Male rhesus monkeys treated continuously with a GnRH agonist for the first 4 months of postnatal life exhibited a delay in the onset of puberty and an attenuated peripubertal rise in testosterone (T) secretion. The objectives of the current study were to determine whether these effects on sexual development were permanent and whether the hypothalamic-pituitary-testicular axis was functioning normally in these animals as adults. Neonatal GnRH agonist treatment delays but does not permanently block sexual maturation in male monkeys. Treated animals that did not show a pubertal rise in serum T during the breeding season of their 4th year exhibited a seasonal but subnormal elevation of serum T during the subsequent breeding season. Growth of the skeleton was diminished as evidenced by shorter adult crown-rump, tibia, and femur length and reduced bone mineral density of the humerus and lumbar spine. The magnitude of the serum LH and T response to iv pulses of GnRH [50 ng/kg body weight (BW)] and naloxone (1 mg/kg BW) did not differ between control and treated animals during the nonbreeding or breeding season at 6 yr of age. Conversely, treated animals showed a subnormal serum LH and T response to N-methyl-D,L-aspartic acid (5 mg/kg BW iv) during the nonbreeding season.
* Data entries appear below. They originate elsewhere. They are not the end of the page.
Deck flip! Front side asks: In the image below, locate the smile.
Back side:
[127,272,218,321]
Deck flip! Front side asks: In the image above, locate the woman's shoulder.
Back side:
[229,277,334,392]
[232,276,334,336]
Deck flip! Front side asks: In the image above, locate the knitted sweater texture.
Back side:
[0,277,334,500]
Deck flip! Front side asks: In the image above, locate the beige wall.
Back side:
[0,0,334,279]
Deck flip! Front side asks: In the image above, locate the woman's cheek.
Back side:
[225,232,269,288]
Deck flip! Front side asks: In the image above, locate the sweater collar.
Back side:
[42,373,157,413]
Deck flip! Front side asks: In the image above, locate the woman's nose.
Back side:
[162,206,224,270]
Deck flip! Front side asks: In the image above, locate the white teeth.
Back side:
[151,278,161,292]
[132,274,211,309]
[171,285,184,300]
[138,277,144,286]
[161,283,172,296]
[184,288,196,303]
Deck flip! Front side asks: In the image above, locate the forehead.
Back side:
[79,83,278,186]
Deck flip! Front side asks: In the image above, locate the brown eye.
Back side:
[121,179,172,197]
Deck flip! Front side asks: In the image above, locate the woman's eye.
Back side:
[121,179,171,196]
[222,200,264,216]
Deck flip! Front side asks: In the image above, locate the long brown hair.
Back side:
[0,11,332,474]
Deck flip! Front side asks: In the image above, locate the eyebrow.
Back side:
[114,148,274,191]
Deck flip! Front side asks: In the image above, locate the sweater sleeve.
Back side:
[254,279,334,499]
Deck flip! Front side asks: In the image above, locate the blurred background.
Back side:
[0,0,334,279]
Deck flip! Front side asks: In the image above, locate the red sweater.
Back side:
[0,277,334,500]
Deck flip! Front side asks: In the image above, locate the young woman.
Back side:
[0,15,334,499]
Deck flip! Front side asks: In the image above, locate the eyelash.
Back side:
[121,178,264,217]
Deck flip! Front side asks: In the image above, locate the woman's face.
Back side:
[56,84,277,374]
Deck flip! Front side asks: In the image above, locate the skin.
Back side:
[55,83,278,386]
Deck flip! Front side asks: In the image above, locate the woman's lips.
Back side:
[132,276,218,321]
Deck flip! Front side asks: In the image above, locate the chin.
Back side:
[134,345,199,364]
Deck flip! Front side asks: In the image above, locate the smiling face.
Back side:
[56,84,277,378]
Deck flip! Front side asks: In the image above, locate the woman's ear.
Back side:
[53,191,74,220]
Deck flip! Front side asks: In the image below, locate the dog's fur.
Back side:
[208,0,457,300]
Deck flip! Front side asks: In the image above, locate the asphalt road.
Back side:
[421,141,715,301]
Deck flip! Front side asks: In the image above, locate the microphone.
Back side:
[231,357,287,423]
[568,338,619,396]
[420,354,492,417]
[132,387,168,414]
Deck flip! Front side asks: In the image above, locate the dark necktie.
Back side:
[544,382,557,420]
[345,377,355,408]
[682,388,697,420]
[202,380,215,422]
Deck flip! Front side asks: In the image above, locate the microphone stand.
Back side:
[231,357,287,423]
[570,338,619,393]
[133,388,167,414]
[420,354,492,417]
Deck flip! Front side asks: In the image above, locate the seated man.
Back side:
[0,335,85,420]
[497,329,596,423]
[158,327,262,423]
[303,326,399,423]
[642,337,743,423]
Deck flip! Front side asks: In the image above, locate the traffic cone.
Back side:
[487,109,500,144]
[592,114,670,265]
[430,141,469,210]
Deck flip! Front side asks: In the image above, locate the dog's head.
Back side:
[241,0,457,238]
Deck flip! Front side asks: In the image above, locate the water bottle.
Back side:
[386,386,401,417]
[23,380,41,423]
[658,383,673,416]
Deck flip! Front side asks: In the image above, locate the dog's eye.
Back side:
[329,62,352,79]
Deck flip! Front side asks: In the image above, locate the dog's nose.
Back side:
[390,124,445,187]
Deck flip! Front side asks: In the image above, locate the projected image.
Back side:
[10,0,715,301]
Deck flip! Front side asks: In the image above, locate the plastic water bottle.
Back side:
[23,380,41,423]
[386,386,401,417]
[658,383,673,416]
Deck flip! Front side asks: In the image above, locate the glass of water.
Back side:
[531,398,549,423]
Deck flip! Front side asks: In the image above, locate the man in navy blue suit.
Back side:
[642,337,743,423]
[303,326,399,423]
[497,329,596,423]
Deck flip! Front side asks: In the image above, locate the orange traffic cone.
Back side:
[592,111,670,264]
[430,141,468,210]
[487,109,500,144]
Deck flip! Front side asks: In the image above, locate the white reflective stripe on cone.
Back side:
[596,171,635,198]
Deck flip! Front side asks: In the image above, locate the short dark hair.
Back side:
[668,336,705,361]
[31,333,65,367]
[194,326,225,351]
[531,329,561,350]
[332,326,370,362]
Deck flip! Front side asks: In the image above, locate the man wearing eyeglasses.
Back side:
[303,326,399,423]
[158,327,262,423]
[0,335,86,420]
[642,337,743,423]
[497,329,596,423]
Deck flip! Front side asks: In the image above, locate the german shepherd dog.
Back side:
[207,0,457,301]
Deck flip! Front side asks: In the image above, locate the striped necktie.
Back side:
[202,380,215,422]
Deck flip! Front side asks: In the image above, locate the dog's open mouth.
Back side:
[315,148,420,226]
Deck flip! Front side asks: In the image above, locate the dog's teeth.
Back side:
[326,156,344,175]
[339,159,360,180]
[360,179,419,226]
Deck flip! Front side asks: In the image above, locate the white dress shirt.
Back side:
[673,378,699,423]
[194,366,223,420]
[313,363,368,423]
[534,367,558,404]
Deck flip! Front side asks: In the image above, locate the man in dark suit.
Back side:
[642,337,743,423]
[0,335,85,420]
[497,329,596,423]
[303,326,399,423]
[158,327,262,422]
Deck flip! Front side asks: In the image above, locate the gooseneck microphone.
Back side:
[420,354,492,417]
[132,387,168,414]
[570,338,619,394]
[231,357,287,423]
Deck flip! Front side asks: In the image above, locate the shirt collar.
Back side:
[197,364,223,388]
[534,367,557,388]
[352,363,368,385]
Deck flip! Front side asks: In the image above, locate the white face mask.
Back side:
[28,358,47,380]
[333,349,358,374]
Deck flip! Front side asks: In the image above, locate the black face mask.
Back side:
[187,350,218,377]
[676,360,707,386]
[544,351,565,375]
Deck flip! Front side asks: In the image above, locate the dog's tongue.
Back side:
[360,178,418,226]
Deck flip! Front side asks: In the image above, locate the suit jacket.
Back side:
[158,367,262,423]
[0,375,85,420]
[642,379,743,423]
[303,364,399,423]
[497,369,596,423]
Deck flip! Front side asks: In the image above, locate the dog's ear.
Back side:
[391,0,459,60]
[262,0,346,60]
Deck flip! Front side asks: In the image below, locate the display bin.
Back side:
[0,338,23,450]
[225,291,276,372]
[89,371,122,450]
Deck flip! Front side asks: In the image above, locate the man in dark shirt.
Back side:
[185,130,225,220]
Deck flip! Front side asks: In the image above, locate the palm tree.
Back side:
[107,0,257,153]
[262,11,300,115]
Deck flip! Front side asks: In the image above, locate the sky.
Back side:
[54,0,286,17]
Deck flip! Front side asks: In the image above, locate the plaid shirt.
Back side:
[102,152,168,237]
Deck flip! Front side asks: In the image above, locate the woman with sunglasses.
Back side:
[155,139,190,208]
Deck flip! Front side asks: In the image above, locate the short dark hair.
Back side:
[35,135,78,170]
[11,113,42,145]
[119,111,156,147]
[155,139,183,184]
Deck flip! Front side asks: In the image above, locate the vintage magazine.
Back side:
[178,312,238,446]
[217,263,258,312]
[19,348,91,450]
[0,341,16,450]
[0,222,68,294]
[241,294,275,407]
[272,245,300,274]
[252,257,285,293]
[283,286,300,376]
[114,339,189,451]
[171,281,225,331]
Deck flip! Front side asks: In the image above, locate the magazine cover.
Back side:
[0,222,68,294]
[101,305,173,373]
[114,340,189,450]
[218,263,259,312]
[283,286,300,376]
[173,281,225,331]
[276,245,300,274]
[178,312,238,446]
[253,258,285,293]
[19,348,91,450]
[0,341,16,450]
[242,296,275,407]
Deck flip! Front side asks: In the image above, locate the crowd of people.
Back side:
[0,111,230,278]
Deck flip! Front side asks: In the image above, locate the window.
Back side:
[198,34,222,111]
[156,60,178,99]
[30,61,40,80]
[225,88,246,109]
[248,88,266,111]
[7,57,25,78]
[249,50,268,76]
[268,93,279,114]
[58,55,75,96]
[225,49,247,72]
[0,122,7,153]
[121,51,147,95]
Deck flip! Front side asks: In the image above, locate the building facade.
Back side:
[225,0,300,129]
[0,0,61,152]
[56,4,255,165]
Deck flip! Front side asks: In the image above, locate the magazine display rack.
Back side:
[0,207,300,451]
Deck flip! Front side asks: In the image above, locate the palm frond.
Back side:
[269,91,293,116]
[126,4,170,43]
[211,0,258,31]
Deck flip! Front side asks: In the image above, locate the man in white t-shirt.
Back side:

These data suggest that adult monkeys treated neonatally with a GnRH agonist exhibit subnormal sensitivity of the central nervous system to one or more excitatory amino acids (e.g. aspartate or glutamate). Thus, abolishing neonatal activation of the pituitary-testicular axis with a GnRH agonist may permanently alter differentiation of central nervous system centers that are either involved in GnRH secretion or govern this process.